The state will terminate its partnership with TransCanada under the Alaska Gasline Inducement Act, Gov. Sean Parnell announced Friday at an Alaska Support Industry Alliance gathering in Anchorage. Parnell also said the state will pursue an equity stake in the Alaska gas line.
“As a partner in the gas line project, Alaska will control its own destiny,” he said. “Ownership ensures we either pay ourselves for project services or negotiate and ensure the lowest possible costs. As a partner, Alaskans stand to gain more.”
Parnell said taking an equity stake in the gas line project would allow the state to receive a share of the profits throughout the entirety of the project.
“Ownership ensures we either pay ourselves for project services or, at the very least, understand, negotiate and ensure the lowest possible costs,” Parnell said.
A report commissioned by the state last year supported the idea of the state taking a 20 to 30 percent stake in the project. With an estimated cost of $45 billion, that would mean an investment of at least $9 billion from the state.
The governor said that North Slope producers are on board with the idea of Alaska having ownership of the gas line because it reduces their capital costs.
Kim Jordan, a spokeswoman for ExxonMobil, said the company is currently working with the state on technical, regulatory and commercial issues related to the project. She said the company welcomed today’s announcement.
“We continue to be encouraged by the progress being made,” Jordan wrote in an email.
Parnell said instead of working with the pipeline builder under AGIA — which he said is no longer working in the state’s favor — TransCanada will stay involved in the project “in a more traditional commercial arrangement.” He said the termination of TransCanada’s lead role in the project was amicable.
“Our way forward will be on Alaska’s terms and in Alaska’s interests,” Parnell said.
Parnell said he would ask the Legislature to consider a new commercial agreement with Exxon, BP, ConocoPhillips and TransCanada. He said he’d also propose legislation that would enable the state to negotiate gas shipping agreements. He said the legislation would also ask to change the tax on North Slope gas from a variable net tax to a flat gross one.
“We’ll have an investment-quality project when this is complete,” Parnell said.
During his speech, Parnell was sure to give AGIA a fond farewell. He said that while AGIA didn’t bring actual construction of a gas line, it provided the framework necessary to bring together the elements of the project.
“AGIA contained timeless principles and benefits for Alaska, and we will retain them,” Parnell said. “Gas for Alaskans on reasonable tariff terms, exploration of Alaska’s gas acreage, gasline expansion potential, and local hire, to name a few. The way we get there is by working with a party or parties who will meet Alaska’s terms.”
Over the next four months, Parnell said he expected public review of project outlines, a signed agreement of all stakeholders and passage of authorizing legislation. Once those things are complete, Parnell said the project will move into an 18-month engineering and design phase.
As Parnell neared the end of his major gas line policy speech, he broke away from his script to address the quiet crowd.

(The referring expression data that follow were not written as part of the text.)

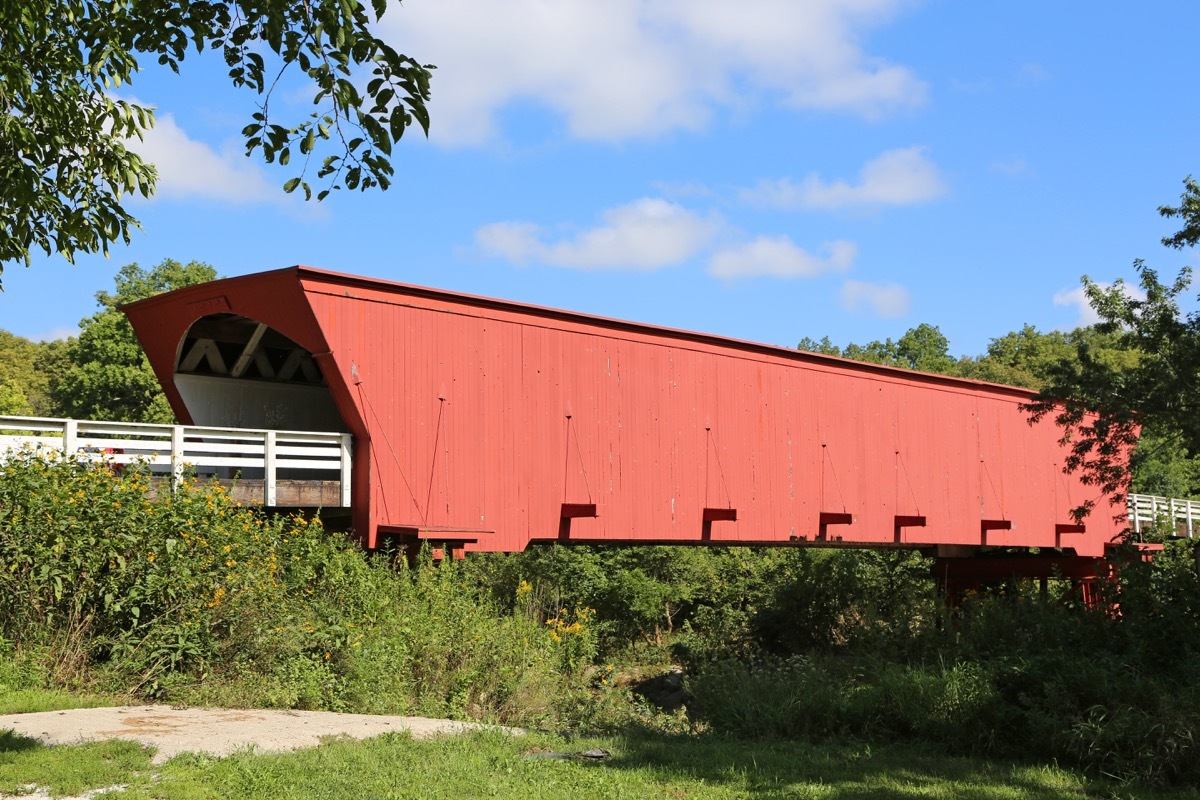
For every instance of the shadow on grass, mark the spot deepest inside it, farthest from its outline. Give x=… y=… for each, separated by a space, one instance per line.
x=15 y=743
x=778 y=769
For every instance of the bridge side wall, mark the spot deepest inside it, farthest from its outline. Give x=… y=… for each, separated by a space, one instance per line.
x=491 y=419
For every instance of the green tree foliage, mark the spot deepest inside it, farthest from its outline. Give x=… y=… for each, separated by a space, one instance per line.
x=25 y=370
x=1152 y=388
x=105 y=373
x=65 y=166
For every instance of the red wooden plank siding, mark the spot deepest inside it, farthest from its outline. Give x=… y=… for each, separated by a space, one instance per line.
x=487 y=416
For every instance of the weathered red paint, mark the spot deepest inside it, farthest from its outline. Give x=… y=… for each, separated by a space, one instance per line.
x=486 y=425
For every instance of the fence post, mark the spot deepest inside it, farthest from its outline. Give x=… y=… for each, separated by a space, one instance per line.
x=177 y=455
x=269 y=468
x=347 y=469
x=70 y=435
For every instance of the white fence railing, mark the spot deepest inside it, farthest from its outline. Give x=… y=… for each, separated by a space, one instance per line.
x=270 y=456
x=1147 y=509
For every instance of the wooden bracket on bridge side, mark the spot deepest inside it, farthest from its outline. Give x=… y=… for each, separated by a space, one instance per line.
x=575 y=511
x=1067 y=528
x=715 y=515
x=903 y=522
x=441 y=537
x=832 y=518
x=993 y=524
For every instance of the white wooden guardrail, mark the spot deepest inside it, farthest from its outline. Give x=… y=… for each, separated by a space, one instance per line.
x=269 y=456
x=1147 y=509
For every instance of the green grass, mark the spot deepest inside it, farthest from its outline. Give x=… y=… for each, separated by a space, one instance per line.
x=493 y=765
x=29 y=701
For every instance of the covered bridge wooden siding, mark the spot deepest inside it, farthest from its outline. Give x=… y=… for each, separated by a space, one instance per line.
x=487 y=425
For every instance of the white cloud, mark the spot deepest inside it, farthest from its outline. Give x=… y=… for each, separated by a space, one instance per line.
x=190 y=168
x=779 y=257
x=903 y=176
x=1013 y=166
x=619 y=68
x=647 y=234
x=1087 y=314
x=881 y=299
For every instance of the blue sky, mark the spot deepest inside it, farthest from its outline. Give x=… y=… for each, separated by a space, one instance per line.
x=768 y=169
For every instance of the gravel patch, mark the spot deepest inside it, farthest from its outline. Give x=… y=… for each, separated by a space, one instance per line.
x=219 y=732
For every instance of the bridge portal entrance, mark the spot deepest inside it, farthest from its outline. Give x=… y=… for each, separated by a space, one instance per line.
x=237 y=372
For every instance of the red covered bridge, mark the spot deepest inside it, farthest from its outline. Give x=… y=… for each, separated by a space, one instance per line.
x=484 y=425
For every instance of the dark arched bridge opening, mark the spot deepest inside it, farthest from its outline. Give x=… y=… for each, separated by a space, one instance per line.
x=484 y=425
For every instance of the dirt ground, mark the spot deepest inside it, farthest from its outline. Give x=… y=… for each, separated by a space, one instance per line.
x=216 y=732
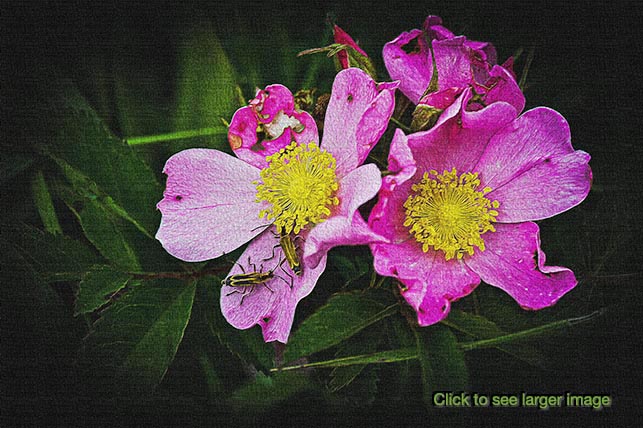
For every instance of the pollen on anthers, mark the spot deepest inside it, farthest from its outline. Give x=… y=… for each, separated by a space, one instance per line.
x=447 y=212
x=300 y=184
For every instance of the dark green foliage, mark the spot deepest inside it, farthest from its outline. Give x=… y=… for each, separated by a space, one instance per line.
x=97 y=319
x=343 y=316
x=132 y=344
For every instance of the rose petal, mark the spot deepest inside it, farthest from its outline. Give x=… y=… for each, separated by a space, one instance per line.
x=431 y=282
x=208 y=207
x=532 y=169
x=346 y=226
x=460 y=140
x=281 y=125
x=509 y=263
x=357 y=116
x=272 y=100
x=503 y=87
x=546 y=189
x=408 y=59
x=272 y=305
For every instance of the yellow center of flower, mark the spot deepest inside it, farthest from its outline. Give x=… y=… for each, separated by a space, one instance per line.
x=447 y=212
x=300 y=184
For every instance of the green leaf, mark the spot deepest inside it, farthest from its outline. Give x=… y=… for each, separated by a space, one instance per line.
x=133 y=343
x=266 y=391
x=90 y=155
x=206 y=84
x=54 y=257
x=441 y=361
x=44 y=204
x=247 y=345
x=12 y=164
x=101 y=229
x=365 y=342
x=479 y=327
x=96 y=287
x=343 y=316
x=532 y=332
x=382 y=357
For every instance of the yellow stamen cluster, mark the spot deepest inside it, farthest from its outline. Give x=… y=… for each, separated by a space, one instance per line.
x=447 y=212
x=300 y=184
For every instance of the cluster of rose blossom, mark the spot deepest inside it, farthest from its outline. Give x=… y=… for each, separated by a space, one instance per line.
x=456 y=205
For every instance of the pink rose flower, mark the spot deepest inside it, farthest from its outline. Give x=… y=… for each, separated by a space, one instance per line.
x=461 y=205
x=280 y=181
x=460 y=63
x=342 y=37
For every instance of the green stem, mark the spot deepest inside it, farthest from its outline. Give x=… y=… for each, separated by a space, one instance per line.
x=179 y=135
x=177 y=275
x=489 y=343
x=392 y=356
x=401 y=125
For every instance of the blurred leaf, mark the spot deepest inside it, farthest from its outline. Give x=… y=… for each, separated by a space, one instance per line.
x=479 y=327
x=266 y=391
x=247 y=345
x=365 y=342
x=97 y=285
x=38 y=340
x=12 y=164
x=346 y=264
x=89 y=153
x=532 y=332
x=133 y=343
x=441 y=361
x=361 y=392
x=100 y=228
x=55 y=257
x=343 y=316
x=382 y=357
x=44 y=204
x=206 y=84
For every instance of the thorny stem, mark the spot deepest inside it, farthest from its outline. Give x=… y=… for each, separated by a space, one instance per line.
x=179 y=135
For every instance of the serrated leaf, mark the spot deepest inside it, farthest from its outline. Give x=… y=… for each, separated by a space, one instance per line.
x=548 y=328
x=54 y=257
x=343 y=316
x=266 y=391
x=479 y=327
x=206 y=84
x=132 y=345
x=97 y=285
x=101 y=158
x=44 y=204
x=441 y=361
x=12 y=164
x=102 y=231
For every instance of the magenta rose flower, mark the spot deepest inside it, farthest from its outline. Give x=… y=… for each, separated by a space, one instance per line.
x=342 y=37
x=462 y=200
x=460 y=63
x=280 y=182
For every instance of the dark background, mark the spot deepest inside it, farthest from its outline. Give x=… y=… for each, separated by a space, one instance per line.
x=585 y=66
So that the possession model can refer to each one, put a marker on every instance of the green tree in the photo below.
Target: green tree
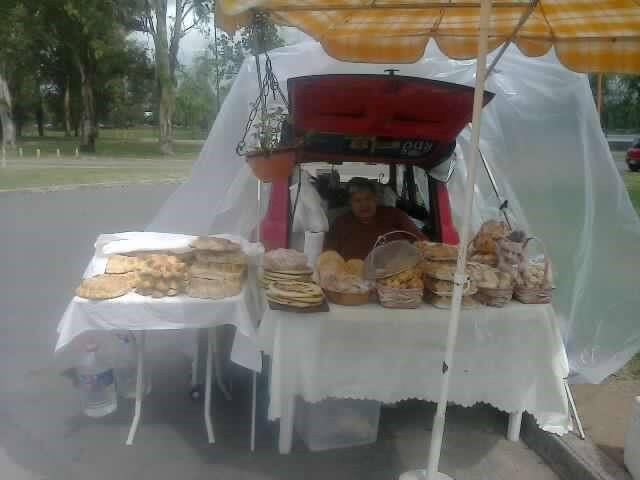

“You guys should be really happy at this point. This is huge progress,” Parnell said, laughing. The crowd laughed and applauded.
“Pardon me if I didn’t make that clear.”
Juneau delegation reacts
“I like the idea of Alaska having an equity interest in the pipeline. If done correctly, this could put Alaska in greater control of our resource wealth than ever before. But we must have a meaningful, real role. And we must have safeguards that make sure it’s a good deal for Alaska.”
-Rep. Beth Kerttula, D-Juneau
“This is exciting news. I hope the $300 million already spent to advance a gas pipeline under AGIA will help us in the next round, and that we also can address the needs this session of other regions of the state, such as Southeast Alaska.”
-Rep. Cathy Muñoz, R-Juneau
“I think we should explore an equity stake. It’s probably going to make the most sense in the long run, but I want to hear the actual proposal. We’ll see if there’s a devil in the details, or a good deal. What I care most about is getting gas to Alaskans, including Alaskans who live on the coast.”